それはそれは。狭い教室に机を並べて同じ授業を受けているというのに、まるで別世界。
「それで私に聞いてくるわけ。エナは最近どう?ハジメテってどうだった?マンネリの時ってどうしてる?昼休みに放課後にSNS、あっちでもこっちでも」
それは好奇心に見せかけたマウンティング。女の子の残酷なチームプレイ。
「まだ、なんて言えるわけないから適当に誤魔化してたら、今度はあのちぃちゃんにも男が出来るって?そりゃ、私だって焦るよね」
かんちゃんは自虐的な微笑みを浮かべる。
「だから、今日?」
「うん。
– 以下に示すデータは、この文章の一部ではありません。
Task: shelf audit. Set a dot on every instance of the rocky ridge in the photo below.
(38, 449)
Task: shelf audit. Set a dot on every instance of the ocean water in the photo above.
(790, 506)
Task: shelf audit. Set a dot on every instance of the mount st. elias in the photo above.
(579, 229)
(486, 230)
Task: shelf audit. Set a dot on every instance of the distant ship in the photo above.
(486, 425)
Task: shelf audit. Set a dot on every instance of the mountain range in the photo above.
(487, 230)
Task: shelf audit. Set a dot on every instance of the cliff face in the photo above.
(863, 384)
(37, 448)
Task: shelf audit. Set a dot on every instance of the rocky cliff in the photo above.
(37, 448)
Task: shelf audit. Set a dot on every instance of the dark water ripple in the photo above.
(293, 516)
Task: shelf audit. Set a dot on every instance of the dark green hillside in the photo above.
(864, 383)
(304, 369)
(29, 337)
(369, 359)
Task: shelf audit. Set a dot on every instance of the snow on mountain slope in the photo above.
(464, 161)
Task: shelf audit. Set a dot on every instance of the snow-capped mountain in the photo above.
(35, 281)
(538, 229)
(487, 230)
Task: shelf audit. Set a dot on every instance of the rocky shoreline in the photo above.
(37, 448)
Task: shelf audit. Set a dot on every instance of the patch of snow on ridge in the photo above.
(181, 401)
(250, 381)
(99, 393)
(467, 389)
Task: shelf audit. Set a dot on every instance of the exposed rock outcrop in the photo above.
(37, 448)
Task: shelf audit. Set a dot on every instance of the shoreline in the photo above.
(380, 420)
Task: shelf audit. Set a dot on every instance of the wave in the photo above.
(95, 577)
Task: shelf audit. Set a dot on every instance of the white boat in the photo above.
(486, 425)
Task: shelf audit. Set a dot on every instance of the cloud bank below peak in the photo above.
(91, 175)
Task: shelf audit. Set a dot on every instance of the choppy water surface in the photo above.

ほんと言うと先週も行ったけど、結局シなかったから」
かんちゃんはコートの裾に手を伸ばしかけて、誤魔化すように髪を梳く。
やっぱり、先週の後ろ姿も見間違いじゃなかった。かんちゃんは、ゲートの向こう側に行こうとしていた。
「……かんちゃん、どうして?」
ヘブン・ゲートをこじ開けるの?
冷や汗をかいた手が震えるほど、怖がっている癖に。
「……つまんないから」
くっと眼差しを細め、冷めた無表情でかんちゃんは吐き捨てる。
「つまんない?」
「ちぃちゃん、子どもは不自由で退屈だよ。したいことがあっても障害が多すぎる。したくないことだって強要される。意味わかんない校則にダッサい制服、朝から晩まで硬い椅子に座って興味もない勉強を八時間、それを一体何年間?バカみたい」
どうして髪を染めてはいけないの?子どもにはまだ早い。どうして化粧をしてはいけないの?学生は学生らしくしなさい。どうして将来使うわけもない数式や古文を勉強しないといけないの?そういう決まりだから。
わたしたちの『どうして?』は、大抵そうやって黙殺される。